BEELINE: Benchmarking gEnE reguLatory network Inference from siNgle-cEll transcriptomic data

March 10, 2026 · View on GitHub

Overview of BEELINE

BEELINE is a benchmarking framework for evaluating gene regulatory network (GRN) inference algorithms on single-cell RNA-seq data. It runs algorithms via Docker containers, evaluates their output against a ground truth network, and produces summary plots.

Full documentation: https://murali-group.github.io/Beeline/

Setup

1. Install the conda environment

bash utils/setupAnacondaVENV.sh

2. Pull algorithm Docker images

utils/initialize.sh manages Docker images for all supported BEELINE algorithms.
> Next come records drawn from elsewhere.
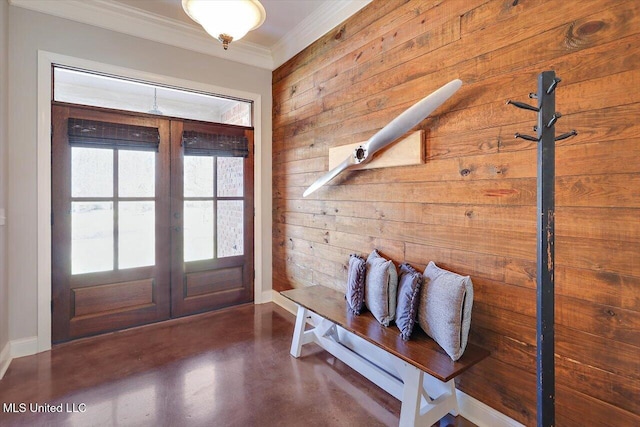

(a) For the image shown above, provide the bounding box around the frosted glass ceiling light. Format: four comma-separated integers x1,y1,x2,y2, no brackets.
182,0,267,50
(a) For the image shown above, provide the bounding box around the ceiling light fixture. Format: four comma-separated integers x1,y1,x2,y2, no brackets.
182,0,267,50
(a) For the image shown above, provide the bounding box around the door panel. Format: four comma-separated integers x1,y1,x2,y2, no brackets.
171,121,253,317
52,105,170,342
52,103,254,343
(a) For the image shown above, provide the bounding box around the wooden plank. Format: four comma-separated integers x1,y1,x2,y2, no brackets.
328,130,424,170
281,286,489,382
273,0,640,425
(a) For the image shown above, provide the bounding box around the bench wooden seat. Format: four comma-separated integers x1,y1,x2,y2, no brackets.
281,286,489,426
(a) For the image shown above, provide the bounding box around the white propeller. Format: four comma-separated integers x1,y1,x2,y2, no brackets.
303,79,462,197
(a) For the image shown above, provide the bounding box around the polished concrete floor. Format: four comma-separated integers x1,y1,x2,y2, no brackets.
0,303,474,427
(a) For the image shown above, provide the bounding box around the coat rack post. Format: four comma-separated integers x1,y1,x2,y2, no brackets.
536,71,559,427
507,71,578,427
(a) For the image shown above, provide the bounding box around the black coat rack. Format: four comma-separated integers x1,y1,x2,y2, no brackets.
507,71,578,427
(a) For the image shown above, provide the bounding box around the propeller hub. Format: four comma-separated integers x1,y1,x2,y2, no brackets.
353,145,369,164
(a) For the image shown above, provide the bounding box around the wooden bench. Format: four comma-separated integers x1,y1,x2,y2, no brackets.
281,286,489,427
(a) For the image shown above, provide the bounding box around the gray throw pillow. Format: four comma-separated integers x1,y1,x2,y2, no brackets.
396,263,423,341
364,249,398,326
346,254,367,314
418,261,473,360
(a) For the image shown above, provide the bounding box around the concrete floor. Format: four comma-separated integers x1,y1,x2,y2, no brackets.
0,303,474,427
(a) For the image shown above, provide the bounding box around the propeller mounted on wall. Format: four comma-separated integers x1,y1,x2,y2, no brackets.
303,79,462,197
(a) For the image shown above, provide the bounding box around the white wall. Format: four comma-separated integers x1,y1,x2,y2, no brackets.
7,6,272,341
0,1,9,372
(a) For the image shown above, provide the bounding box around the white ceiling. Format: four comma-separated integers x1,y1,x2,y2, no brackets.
9,0,371,69
112,0,334,49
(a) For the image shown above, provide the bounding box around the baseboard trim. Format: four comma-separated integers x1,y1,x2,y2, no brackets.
456,389,524,427
11,337,38,359
256,290,273,304
271,291,298,316
0,341,12,380
272,291,524,427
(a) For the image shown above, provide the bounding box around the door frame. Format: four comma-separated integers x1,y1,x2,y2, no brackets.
36,50,271,354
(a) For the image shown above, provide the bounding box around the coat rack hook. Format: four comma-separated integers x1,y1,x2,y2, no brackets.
556,129,578,141
515,132,540,142
547,77,562,94
507,100,540,112
547,111,562,128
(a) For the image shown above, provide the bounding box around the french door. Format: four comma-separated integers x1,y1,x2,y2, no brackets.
52,103,253,342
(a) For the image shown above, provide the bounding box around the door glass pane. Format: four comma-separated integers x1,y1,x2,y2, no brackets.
184,156,214,197
118,150,156,197
118,201,156,269
71,202,113,274
71,147,113,197
184,200,213,262
218,200,244,258
216,157,244,197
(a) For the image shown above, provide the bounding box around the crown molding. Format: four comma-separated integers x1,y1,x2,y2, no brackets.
9,0,273,70
8,0,371,70
271,0,372,69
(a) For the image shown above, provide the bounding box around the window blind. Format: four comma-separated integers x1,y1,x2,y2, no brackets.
182,131,249,157
68,117,160,151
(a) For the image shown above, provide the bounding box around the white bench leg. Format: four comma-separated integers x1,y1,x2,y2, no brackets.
400,365,424,427
291,305,307,358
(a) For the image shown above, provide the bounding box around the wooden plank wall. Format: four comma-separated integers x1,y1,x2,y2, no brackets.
273,0,640,426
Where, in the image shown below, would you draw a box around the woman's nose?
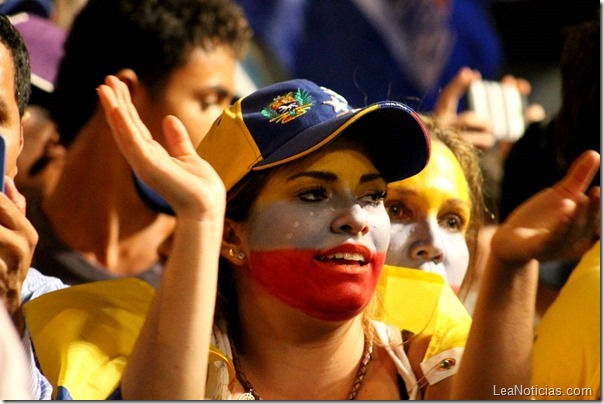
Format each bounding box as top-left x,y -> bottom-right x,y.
331,204 -> 369,235
409,224 -> 445,264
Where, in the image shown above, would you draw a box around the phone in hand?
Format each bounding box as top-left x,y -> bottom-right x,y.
466,80 -> 527,141
0,136 -> 6,193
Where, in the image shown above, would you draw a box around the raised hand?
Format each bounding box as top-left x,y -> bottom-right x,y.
0,176 -> 38,331
491,151 -> 600,263
97,76 -> 225,220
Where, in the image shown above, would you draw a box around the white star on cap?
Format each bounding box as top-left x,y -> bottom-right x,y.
321,87 -> 351,115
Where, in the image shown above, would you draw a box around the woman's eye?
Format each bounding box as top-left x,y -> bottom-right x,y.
361,191 -> 386,206
441,214 -> 465,231
296,187 -> 328,202
386,202 -> 413,220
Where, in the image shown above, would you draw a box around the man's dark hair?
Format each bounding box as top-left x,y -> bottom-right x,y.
51,0 -> 251,146
0,15 -> 31,117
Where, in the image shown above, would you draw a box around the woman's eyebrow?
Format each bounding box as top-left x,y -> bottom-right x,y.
287,171 -> 338,182
287,171 -> 383,183
360,173 -> 384,184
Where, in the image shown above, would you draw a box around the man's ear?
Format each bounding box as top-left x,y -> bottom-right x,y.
115,69 -> 141,97
19,108 -> 31,154
220,218 -> 246,266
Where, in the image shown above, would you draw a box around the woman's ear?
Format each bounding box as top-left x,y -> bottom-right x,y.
220,218 -> 246,266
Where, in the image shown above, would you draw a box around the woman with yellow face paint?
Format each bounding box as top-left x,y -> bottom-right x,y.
99,77 -> 599,400
385,117 -> 484,298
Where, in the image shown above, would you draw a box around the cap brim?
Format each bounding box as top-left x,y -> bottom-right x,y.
253,101 -> 430,182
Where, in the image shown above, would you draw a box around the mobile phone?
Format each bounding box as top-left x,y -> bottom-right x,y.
0,135 -> 6,193
467,80 -> 527,141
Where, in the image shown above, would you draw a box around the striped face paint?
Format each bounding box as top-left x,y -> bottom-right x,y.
246,141 -> 390,321
385,142 -> 472,292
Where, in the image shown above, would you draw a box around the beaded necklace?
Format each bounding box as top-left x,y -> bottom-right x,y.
229,338 -> 373,400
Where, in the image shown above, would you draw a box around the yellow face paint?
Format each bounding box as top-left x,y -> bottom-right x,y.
385,142 -> 472,290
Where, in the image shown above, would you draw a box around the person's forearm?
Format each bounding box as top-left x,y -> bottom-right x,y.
122,217 -> 223,400
451,256 -> 538,400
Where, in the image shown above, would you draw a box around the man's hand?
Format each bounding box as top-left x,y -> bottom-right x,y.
0,177 -> 38,330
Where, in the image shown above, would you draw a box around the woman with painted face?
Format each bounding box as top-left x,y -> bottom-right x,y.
384,116 -> 485,300
99,77 -> 599,400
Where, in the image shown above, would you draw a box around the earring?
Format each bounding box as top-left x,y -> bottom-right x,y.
229,248 -> 245,261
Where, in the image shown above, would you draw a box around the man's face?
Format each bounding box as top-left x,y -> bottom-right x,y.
0,43 -> 23,178
137,46 -> 237,146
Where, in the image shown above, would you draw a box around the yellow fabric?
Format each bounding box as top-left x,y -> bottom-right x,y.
533,241 -> 601,400
378,265 -> 472,360
23,278 -> 234,400
23,278 -> 154,400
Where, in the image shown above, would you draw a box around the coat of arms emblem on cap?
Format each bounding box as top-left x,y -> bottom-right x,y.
262,89 -> 313,123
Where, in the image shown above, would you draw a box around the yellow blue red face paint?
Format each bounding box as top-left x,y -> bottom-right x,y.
239,146 -> 390,321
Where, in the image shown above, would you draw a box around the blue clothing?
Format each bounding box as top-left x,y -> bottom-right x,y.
21,268 -> 67,400
237,0 -> 503,111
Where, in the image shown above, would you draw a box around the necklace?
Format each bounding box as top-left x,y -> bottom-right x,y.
229,337 -> 373,400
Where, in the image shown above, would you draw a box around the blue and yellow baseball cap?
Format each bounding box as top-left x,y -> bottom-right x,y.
134,79 -> 430,214
197,79 -> 430,190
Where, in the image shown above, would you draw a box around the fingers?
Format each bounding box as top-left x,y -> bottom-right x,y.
434,67 -> 481,116
163,116 -> 197,157
555,150 -> 600,197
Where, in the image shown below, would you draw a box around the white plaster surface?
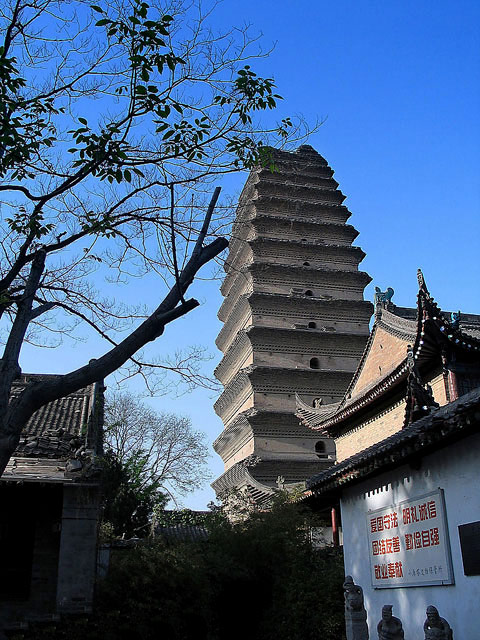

By default it pulls pre-built images from the grnbeeline DockerHub organisation. Pass --build to build images locally from source in Algorithms/ instead.

bash utils/initialize.sh [OPTIONS]
FlagDescription
-b / --buildBuild images locally from source instead of pulling from DockerHub.
-v / --verboseEnable verbose Docker output.
--remove-local-imagesRemove locally built BEELINE images. If combined with --build, images are removed then rebuilt.
--remove-grnbeeline-imagesRemove pulled DockerHub (grnbeeline) images. If combined with --build, images are removed then rebuilt.
-h / --helpDisplay usage information and exit.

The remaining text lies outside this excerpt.